Participatory defense hubs also employ innovative approaches such as social biography videos to provide a comprehensive view of individuals beyond their legal charges. This is intended to counteract racial bias and advocate for a nuanced understanding of each person’s circumstances. What makes social biography videos unique is their family and community-centric approach that amplifies the strengths of an individual and emphasizes their ties to the community. This contrasts with mitigation packets typically created by public defenders or social workers. According to Heather Lewis, leader at the MontCo Participatory Defense Hub, mitigation packets often utilize weaknesses to excuse an individual’s behaviors but don’t focus on their strengths and assets.

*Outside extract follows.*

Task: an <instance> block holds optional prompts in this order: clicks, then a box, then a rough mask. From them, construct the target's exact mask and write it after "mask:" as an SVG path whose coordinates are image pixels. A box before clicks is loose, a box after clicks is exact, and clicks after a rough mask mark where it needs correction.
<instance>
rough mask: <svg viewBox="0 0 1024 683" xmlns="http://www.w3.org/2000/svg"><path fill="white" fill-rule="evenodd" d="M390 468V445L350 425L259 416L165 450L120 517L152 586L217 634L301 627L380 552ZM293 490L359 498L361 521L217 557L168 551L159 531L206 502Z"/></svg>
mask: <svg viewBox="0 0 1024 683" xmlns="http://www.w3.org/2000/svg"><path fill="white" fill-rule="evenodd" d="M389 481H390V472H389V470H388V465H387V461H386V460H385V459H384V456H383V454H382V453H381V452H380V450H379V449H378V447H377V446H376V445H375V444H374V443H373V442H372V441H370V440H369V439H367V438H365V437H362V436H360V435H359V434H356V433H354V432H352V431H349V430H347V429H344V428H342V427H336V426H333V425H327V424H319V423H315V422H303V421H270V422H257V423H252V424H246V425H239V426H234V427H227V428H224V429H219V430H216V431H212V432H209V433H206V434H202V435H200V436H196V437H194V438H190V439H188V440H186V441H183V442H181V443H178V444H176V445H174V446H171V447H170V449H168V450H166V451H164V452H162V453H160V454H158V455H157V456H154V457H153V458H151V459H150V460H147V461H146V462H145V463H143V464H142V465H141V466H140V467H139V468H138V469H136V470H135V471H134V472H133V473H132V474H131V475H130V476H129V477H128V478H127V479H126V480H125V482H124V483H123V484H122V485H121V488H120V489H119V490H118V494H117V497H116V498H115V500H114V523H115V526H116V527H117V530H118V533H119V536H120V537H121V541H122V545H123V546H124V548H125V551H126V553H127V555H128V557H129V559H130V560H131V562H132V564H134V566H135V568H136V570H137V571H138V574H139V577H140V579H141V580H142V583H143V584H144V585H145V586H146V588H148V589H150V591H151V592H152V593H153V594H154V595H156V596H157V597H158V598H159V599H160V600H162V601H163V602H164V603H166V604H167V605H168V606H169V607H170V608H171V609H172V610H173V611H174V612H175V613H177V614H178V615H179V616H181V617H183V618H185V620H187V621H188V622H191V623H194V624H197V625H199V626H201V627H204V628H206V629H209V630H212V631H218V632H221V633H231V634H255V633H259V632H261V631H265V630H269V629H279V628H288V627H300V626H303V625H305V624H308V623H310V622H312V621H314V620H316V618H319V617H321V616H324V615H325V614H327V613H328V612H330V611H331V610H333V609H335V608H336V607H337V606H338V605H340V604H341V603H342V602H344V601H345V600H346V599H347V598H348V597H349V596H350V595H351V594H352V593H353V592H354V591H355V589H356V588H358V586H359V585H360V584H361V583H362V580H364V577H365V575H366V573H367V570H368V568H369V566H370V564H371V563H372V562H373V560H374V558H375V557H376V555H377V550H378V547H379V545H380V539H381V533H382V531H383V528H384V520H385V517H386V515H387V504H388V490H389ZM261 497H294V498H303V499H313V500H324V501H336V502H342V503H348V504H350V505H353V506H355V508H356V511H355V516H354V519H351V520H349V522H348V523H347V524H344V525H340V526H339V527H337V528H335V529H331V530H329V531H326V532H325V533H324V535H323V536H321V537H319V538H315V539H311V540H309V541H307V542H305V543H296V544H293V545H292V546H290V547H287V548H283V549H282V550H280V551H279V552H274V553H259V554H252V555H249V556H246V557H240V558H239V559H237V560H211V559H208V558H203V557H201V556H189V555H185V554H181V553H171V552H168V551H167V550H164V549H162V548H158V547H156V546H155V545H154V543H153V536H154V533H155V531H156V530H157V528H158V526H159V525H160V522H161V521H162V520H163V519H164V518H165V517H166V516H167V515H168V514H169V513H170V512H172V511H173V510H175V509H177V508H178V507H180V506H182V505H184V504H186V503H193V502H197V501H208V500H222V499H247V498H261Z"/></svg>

How to Create Social Biography Packets to Reduce Charges and Sentences by Silicon Valley De-Bug

Elliott underscores the crucial role emotional support plays within these hubs. She emphasizes that one of their core functions is to offer a safe space for individuals navigating the criminal justice system to express their emotions freely. This cathartic process enables them to unload their feelings before engaging with their attorney so they can approach their case with clarity and focus.

“A lot of that can be held in the hub and expressed in the hub which helps people prepare to talk to their lawyer in a more rational way,” Elliott explains.

Advocates emphasize that the essence of participatory defense lies not merely in offering services to the community, but in fostering community empowerment and self-advocacy.

“This is not a service, it’s actually community and family led,” recalls Lewis, with the MontCo hub. “We work to empower families to learn this process and learn to be their own advocate.” However, Lewis acknowledges the challenges of empowering individuals to take charge of their criminal cases. “The dynamic that this [criminal legal] system creates is that the attorney is the only person that the defendant trusts,” she notes.

 

Challenges Facing Participatory Defense Models

Despite recommendations from participatory defense facilitators to file motions when their attorneys are unwilling to do so, many individuals hesitate out of fear and thus miss the opportunity to secure reduced bails or sentences.

Another challenge facing participatory defense is the limited resources available within the communities to which individuals, aided by participatory defense strategies, return. “We’ll work with a young person and assist them in navigating the criminal legal system to achieve a better outcome,” reflects Simms. “However, they often return to communities that are severely underfunded, traumatized, and grappling with various challenges.” While participatory defense focuses on achieving the best legal outcome, there remains a pressing need for additional resources.

Another challenge participatory hubs face is securing funding. Participatory defense hubs often rely heavily on volunteers and operate with minimal staff. Such is the case of the MontCo Hub, where Lewis is the sole paid staff member due to limited funding. The financial constraints are exacerbated by the challenge of competing against a criminal justice system that operates around the clock with ample resources.

“We’re up against a system that never sleeps, one that’s well funded, well staffed, and well resourced,” Simms explains, also recognizing the emotional turmoil that comes with navigating the criminal system. Despite the challenges, he highlights the uniqueness of participatory defense in being able to provide immediate assistance to those impacted by the criminal justice apparatus. “We harness the power and the experiences of those who’ve been impacted by the system as a weapon against the system itself.”